Sanat benzersiz olanı evrensel olanla harika bir şekilde birleştirmeyi başarır. Farklı olanı, evrensel olarak anlamamızı sağlar. Bunu yaparak diller arasındaki sınırları yıkar, coğrafi bölgeleri, ülkeleri bir araya getirir. Sanat sadece herkesin bireysel özelliklerini değil, başka bir anlamda her insan grubunun, her ulusun bireysel özelliklerini de bir araya getirir. Sanat, farklılıkları düzleştirip her şeyi aynı hale getirerek değil, tam tersine, bize farklı olanı, yabancı veya yabancı olanı göstererek bunu yapar. Tüm iyi sanat tam da bunu içerir: bir şeyi yabancı kılan, tam olarak anlayamadığımız ve yine de bir şekilde anladığımız bir şey. Yani bir tür gizem içerir. Bizi büyüler, böylece sınırlarımızı aşar.

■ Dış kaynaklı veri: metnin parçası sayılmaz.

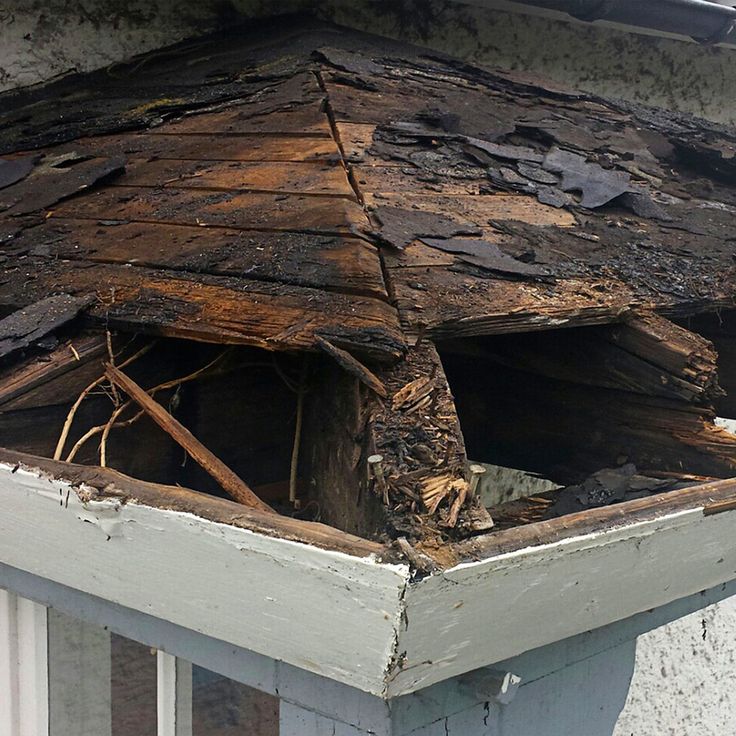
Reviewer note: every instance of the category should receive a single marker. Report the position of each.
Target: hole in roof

Zıtlıkları bir araya getirmenin daha iyi bir yolunu bilmiyorum. Bu, dünyada ne yazık ki çok sık gördüğümüz şiddetli çatışmaların tam tersi yaklaşımı. Bu çatışmalar, yabancı, benzersiz ve farklı olan her şeyi yok etme yıkıcı dürtüsüne kapılarak genellikle teknolojinin bize sunduğu en insanlık dışı icatları kullanarak, her şeyi yok etmeyi içerir. Dünyada terör var. Savaş var. İnsanların hayvan tarafı da var. Başkalarını deneyimleme içgüdüsüyle hareket ederler. Yabancı olanı büyüleyici bir gizem olarak görmek yerine endi varoluşları için bir tehdit olarak görürler.
Bu nedenle benzersizlik yok olur. Çünkü farklı olan her şeyin yok edilmesi gereken bir tehdit olarak görüldüğü kolektif bir aynılık ortaya çıkar. Dinden veya siyasi ideolojiden kaynaklanan, dışarıdan görülen bir fark yenilmesi ve yok edilmesi gereken bir şey haline gelir.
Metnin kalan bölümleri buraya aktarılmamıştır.